Letter from the Publisher: American Detox
Categories: Health & Healing Psychology & Personal Growth Letter from the Publisher
Sometimes it takes two tries to get something right.
Such was the case with North Atlantic Books and Kerri Kelly and her groundbreaking book American Detox: The Myth of Wellness and How We Can Truly Heal. I had first met Kerri several years ago at the book release of Radical Dharma by Reverend angel Kyodo williams, Lama Rod Owens, and Dr. Jasmine Syedullah and had continued to follow her courageous work at CTZNWELL fighting against various forms of oppression that manifest in wellness spaces.
When Kerri let me know in 2019 that she was working on a book, I was immediately interested. We met for tea in San Francisco and had the kind of conversation where you need a notebook to track all of the revelations that emerge when two people talk about a subject they are passionate about. Her book seemed to align with our publishing priorities and I encouraged her to submit a proposal.
When I brought her proposal to our acquisitions group a few months later, there was strong consensus to make an offer on the book. Kerri and her agent (the delightful Gareth Esersky) seriously considered our offer, but in the end they chose another reputable publisher. I was disappointed but told Kerri I respected her decision and that in the end I trusted that she went with what felt right. I was glad the book would be out there, entreating readers to grab a wrench to dismantle harmful wellness systems that en masse are more injurious than salutary. Systems that, if rebuilt, could actually embody communal care.

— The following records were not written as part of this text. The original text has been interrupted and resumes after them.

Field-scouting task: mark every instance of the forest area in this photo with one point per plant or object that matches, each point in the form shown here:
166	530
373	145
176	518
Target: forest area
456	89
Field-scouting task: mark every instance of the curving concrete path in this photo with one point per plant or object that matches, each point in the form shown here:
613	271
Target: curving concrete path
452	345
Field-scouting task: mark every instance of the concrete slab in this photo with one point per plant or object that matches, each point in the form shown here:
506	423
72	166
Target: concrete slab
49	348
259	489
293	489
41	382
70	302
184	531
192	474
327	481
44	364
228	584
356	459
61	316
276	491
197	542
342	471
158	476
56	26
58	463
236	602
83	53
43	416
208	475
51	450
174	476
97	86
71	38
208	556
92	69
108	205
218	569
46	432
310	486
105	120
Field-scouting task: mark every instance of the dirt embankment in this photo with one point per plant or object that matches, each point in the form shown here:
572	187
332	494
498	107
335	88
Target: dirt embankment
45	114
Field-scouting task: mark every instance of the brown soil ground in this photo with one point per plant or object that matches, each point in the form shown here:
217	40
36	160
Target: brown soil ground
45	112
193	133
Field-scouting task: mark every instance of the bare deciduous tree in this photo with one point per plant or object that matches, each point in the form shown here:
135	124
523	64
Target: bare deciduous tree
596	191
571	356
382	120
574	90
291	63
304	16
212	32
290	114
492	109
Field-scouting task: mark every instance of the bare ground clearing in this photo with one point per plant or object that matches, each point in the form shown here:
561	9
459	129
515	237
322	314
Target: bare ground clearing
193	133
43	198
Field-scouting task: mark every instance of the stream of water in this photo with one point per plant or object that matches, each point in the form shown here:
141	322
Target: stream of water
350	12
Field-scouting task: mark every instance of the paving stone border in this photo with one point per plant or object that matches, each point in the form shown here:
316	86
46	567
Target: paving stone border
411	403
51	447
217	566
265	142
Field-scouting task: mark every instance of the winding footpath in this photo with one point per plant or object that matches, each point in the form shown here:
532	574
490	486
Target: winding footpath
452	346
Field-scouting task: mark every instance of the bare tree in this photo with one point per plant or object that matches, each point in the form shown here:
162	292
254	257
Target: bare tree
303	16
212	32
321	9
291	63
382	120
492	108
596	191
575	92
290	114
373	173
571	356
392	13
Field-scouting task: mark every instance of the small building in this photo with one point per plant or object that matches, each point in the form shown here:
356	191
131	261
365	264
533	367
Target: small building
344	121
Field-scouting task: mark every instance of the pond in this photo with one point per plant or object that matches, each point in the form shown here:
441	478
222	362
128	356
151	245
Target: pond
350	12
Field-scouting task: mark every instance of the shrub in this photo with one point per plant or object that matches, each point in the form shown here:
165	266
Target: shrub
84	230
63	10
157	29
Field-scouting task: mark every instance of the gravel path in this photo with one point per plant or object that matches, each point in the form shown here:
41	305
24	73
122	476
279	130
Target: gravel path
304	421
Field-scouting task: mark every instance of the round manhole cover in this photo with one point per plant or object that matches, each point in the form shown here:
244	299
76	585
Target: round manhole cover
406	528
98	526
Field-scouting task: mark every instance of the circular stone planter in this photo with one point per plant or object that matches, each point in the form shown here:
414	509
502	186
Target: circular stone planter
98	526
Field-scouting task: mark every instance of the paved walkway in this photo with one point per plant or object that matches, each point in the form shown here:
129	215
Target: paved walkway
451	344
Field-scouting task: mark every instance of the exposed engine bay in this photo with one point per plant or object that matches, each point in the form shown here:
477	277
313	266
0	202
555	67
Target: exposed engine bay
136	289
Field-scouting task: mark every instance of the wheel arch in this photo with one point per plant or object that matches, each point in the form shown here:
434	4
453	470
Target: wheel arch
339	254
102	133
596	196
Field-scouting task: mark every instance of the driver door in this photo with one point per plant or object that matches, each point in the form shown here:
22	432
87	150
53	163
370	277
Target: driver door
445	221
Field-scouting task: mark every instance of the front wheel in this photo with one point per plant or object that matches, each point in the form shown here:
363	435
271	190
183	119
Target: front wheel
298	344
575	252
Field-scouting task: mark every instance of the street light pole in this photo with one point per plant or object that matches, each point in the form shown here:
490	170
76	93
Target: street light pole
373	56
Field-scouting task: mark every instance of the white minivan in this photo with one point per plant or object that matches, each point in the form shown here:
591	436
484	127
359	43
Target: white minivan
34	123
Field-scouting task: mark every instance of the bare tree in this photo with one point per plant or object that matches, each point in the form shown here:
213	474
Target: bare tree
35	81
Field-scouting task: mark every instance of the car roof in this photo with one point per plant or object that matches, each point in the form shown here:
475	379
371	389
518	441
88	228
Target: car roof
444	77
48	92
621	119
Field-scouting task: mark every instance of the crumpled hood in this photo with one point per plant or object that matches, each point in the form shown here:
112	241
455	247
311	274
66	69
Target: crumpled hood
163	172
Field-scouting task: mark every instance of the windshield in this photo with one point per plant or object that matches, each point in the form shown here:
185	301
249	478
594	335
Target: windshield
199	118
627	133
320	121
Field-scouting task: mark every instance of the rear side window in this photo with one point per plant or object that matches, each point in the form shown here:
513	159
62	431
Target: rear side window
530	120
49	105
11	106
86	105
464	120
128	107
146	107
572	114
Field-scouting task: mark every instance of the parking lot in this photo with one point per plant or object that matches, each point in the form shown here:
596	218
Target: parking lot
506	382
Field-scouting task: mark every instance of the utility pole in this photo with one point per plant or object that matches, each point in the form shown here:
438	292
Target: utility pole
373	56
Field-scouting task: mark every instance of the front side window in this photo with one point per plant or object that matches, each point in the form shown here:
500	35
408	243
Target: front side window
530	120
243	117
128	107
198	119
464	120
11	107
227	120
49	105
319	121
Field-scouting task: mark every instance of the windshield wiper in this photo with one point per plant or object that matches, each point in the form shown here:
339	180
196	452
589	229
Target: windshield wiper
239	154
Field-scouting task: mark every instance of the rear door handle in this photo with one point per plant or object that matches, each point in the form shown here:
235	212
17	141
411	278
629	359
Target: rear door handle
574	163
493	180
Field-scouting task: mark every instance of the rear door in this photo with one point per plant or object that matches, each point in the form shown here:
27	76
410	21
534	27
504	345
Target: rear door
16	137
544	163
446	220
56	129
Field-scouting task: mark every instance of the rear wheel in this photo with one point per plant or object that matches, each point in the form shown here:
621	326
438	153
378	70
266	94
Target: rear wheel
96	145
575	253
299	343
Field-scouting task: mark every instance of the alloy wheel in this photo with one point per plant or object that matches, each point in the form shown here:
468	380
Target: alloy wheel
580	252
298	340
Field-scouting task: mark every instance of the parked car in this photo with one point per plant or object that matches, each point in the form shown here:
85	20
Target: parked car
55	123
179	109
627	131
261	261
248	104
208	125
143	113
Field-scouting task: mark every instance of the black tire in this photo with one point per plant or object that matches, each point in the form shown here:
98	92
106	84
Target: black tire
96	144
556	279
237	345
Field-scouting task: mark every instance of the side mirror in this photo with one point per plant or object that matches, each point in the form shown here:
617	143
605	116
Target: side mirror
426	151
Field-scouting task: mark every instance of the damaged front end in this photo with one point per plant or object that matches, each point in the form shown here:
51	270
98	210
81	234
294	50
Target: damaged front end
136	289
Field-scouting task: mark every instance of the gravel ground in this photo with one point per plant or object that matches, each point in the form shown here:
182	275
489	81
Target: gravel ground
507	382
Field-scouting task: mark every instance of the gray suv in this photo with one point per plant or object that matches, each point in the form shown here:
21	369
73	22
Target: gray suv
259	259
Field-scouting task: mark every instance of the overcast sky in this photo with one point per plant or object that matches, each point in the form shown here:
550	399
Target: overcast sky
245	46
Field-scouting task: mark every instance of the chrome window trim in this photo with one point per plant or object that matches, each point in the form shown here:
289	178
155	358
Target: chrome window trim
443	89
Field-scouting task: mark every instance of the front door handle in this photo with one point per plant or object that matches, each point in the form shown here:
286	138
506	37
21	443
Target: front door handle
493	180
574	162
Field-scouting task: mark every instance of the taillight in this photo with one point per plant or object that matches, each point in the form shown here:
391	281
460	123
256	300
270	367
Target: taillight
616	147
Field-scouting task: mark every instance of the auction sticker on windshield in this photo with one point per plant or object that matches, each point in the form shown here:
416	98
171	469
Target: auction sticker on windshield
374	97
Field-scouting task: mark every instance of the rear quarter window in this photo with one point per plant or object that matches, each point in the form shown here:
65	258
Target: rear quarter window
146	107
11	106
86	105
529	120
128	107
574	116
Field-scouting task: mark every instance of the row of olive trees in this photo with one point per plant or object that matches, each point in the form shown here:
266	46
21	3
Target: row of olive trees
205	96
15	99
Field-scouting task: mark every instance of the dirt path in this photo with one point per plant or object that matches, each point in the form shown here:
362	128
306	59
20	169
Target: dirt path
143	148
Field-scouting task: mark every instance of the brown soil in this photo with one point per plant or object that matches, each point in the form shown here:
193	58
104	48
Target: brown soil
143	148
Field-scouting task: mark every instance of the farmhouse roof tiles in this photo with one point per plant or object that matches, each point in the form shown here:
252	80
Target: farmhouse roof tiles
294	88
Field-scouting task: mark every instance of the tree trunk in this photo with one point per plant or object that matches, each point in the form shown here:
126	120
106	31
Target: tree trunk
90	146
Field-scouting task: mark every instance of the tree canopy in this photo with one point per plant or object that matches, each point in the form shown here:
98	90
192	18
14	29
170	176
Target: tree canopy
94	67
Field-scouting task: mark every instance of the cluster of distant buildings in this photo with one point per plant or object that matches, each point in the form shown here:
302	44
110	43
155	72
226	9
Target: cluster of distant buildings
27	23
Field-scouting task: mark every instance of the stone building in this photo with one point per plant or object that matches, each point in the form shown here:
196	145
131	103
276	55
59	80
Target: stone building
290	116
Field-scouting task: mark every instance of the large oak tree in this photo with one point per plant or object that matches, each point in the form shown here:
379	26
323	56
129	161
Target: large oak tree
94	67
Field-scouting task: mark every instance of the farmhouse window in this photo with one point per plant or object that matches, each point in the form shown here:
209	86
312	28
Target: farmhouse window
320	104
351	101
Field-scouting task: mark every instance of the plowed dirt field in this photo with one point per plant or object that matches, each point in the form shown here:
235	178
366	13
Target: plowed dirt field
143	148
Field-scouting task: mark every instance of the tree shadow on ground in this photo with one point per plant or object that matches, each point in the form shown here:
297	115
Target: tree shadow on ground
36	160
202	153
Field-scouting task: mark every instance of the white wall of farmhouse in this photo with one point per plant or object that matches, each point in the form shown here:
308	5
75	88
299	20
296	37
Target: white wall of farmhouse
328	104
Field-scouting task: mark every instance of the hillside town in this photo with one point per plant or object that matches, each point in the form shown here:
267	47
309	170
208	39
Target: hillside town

Eighteen months later, Kerri let me know that she and the other publisher had amicably parted ways, and that she would love to publish with us if our offer still stood. I didn’t perceive this as a consolation prize—sometimes life moves in surprising ways and offers us a second chance to re-see people, projects, and places that didn’t align the first time around. I have no doubt that our initial enthusiasm—as well as our support when Kerri chose another publisher—was a significant factor in her coming back to us. If we had been bitter surely that would have closed the relational door.
Publishing, like the wellness industry, is steeped in domination ideologies, systems, and practices, and judging Kerri when she “rejected” us would have played right into that handbook. We work hard to decolonize the normative assumptions within publishing, and letting go of notions of envy and competition when an author chooses another publisher is part of that. Our staff talked about the book again, and we were happy to tell Kerri we’d love to publish the book in Summer 2022.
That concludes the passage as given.